A acompanhante Emma*, de 25 anos, afirmou que varias cenas iniciais do filme pareciam próximas da sua experiência real. “Quando assisti ao começo, achei que era fiel à vivência no clube, o que me deixou preocupada”, disse. No entanto, ela criticou a representação de comportamento e dinâmica de dependência financeira, apontando que, na sua rotina, a independência financeira é prioridade e decisões são tomadas com inteligência.

Desacordo com a narrativa romântica

Emma ficou especialmente irritada com cenas onde as personagens comemoram um engajamento de forma superficial e sem questionar a vulnerabilidade de uma jovem em uma relação iniciada com alguém que mal conhece. “Ninguém em minha roda de colegas ia aceitar depender de um rapaz sem se preocupar com sua estabilidade, principalmente com tantos exemplos de homens que se aproveitam”, explicou. Ela acredita que a narrativa romantizada distorce a realidade do setor.

Representação da sexualidade na relação

Segundo Emma, o personagem de Vanya e o modo como a personagem Ani é retratada como eternamente “excessivamente sexual” é um clichê que reforça fantasias masculinas. “Quando passamos a conviver com alguém, essa persona de ‘hot’ constante simplesmente desaparece”, ela revela. “Se ela se mantém assim, é por questões de trabalho e dinheiro, não sentimento real.”

Ela também apontou que a mudança de Ani de uma profissional do sexo para alguém apaixonada por Vanya é artificial e prejudicial, pois a associa à entrega emocional que ela, na prática, não confia nem um pouco nos homens nesta indústria. “A personagem acaba achando que o cara se importa, o que é uma ilusão. Nós sabemos que somos substituíveis”, completou.

Críticas à visão masculina do relacionamento

Emma criticou a narrativa que sugere que uma mulher possa se apaixonar por alguém que ela conhece como cliente. “As mulheres na indústria sabem que não temos emoções verdadeiras por esses homens. Muitos entram no clube pensando que podem nos conquistar ou que estamos apaixonadas, mas é sempre uma questão de dinheiro ou jogo de interesses”, ela esclareceu.

Percepção sobre o impacto social e emocional

Ela destacou que o filme, ao mostrar uma narrativa de dor e sofrimento, reforça a ideia de que essa é a única história possível para as profissionais do setor. “Apesar de ter experiências difíceis, minha dor não vem da sexualidade, mas da insegurança financeira e de não sermos levadas a sério”, disse. Emma também atribuía essa narrativa às fantasias masculinas, que preferem figuras trágicas e emocionais para se afeiçoar.
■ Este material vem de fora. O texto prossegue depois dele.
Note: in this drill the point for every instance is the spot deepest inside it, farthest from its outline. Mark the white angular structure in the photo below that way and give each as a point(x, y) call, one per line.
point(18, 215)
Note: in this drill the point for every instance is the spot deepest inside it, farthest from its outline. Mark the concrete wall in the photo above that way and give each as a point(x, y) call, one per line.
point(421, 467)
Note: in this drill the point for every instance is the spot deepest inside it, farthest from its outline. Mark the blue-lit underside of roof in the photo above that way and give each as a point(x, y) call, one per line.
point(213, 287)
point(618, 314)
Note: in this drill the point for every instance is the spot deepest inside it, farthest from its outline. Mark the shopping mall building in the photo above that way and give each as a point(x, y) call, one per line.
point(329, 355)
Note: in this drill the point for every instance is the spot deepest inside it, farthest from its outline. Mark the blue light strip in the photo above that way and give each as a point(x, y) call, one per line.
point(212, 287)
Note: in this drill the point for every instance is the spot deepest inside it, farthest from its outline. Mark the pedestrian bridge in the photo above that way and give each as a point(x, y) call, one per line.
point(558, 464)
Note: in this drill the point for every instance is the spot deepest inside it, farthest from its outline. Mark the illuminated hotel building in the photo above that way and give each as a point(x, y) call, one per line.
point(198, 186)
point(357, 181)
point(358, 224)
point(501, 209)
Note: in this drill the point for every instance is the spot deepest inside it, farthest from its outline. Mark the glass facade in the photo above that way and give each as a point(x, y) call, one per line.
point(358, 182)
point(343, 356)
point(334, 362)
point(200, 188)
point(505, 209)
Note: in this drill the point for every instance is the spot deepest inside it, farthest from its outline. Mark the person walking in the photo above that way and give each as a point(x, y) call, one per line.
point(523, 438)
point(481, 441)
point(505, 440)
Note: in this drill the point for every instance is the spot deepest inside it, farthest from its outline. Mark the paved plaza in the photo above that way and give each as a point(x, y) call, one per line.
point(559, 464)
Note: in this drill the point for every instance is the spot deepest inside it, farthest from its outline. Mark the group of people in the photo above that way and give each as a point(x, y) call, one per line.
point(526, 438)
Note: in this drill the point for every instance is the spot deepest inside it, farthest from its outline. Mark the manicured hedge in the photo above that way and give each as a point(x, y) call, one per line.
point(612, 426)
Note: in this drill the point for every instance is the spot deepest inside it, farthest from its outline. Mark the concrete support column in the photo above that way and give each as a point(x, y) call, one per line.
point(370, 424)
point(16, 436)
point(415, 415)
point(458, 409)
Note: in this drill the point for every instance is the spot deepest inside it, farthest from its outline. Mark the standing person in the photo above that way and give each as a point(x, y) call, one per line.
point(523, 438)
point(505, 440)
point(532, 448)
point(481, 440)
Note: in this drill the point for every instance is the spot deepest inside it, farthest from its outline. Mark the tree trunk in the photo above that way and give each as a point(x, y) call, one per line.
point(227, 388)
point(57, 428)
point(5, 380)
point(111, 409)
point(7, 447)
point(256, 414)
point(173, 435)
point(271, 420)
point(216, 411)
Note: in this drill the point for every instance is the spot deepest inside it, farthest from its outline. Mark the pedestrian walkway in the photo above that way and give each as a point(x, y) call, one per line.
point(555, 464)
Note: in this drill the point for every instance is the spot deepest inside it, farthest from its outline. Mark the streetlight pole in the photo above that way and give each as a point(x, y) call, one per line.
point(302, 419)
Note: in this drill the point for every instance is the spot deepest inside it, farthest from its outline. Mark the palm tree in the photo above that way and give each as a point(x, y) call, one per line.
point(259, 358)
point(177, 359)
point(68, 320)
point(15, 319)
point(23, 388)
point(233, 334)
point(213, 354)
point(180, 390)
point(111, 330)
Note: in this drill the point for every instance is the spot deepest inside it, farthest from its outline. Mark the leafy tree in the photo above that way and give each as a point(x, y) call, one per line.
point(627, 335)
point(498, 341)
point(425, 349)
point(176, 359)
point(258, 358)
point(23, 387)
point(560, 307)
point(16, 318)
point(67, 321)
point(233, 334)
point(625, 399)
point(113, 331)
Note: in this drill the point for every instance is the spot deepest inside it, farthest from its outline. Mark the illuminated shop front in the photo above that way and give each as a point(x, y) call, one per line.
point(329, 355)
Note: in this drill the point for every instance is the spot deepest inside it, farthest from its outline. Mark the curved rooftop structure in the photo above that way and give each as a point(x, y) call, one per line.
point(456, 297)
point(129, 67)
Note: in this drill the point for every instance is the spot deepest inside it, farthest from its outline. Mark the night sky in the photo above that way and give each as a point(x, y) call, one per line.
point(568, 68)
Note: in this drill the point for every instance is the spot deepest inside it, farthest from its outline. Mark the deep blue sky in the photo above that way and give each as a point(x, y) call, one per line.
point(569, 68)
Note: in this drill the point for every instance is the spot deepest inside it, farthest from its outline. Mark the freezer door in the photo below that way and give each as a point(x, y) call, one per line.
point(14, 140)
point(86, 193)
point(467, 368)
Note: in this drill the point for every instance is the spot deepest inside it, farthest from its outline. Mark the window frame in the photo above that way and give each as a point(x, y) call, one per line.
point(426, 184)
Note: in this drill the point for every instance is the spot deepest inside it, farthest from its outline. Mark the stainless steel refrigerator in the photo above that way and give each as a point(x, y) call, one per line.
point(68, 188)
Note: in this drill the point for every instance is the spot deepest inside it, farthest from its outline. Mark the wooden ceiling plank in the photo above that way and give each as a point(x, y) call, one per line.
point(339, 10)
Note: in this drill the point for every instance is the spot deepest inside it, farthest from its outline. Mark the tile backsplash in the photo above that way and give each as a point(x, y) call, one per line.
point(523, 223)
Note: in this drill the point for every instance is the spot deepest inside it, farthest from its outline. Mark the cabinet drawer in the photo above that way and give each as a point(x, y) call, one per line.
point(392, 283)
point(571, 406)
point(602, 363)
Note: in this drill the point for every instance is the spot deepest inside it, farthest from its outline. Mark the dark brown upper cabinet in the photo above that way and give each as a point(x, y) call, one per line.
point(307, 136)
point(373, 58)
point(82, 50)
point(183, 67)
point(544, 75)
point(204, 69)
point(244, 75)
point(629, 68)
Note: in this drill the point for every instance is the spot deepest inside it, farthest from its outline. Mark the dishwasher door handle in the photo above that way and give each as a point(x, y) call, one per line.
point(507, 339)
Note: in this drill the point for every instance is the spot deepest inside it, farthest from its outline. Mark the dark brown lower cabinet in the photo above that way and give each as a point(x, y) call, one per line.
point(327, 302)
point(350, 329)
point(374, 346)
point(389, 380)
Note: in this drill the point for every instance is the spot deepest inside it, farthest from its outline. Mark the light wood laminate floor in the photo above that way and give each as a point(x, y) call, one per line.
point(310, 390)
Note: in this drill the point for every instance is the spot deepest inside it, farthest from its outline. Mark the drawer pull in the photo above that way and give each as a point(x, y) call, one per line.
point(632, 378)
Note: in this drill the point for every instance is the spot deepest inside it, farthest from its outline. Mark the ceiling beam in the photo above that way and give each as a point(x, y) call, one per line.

Por fim, Emma lamentou que o filme não tenha terminado de forma mais realista, como ela gostaria, com a personagem jogando fora o telefone do personagem Igor, deixando claro que relações de dependência emocional geralmente não ocorrem neste universo.

Reconhecimento e resistência na indústria

Ela concluiu ressaltando a força das colegas de trabalho, que, apesar do cansaço, continuam na profissão por serem inteligentes e independentes. “O que me mantém na indústria são as mulheres na sala de maquiagem e no camarim, que são incríveis e muito mais fortes do que as narrativas que vemos na telona”, afirmou.

*Nome fictício para preservar a identidade da entrevistada.

Este relato reforça a necessidade de aprofundar a discussão sobre a representação do trabalho sexual no cinema, considerando as experiências reais das profissionais do setor, que muitas vezes têm uma perspectiva diferente da apresentada na ficção.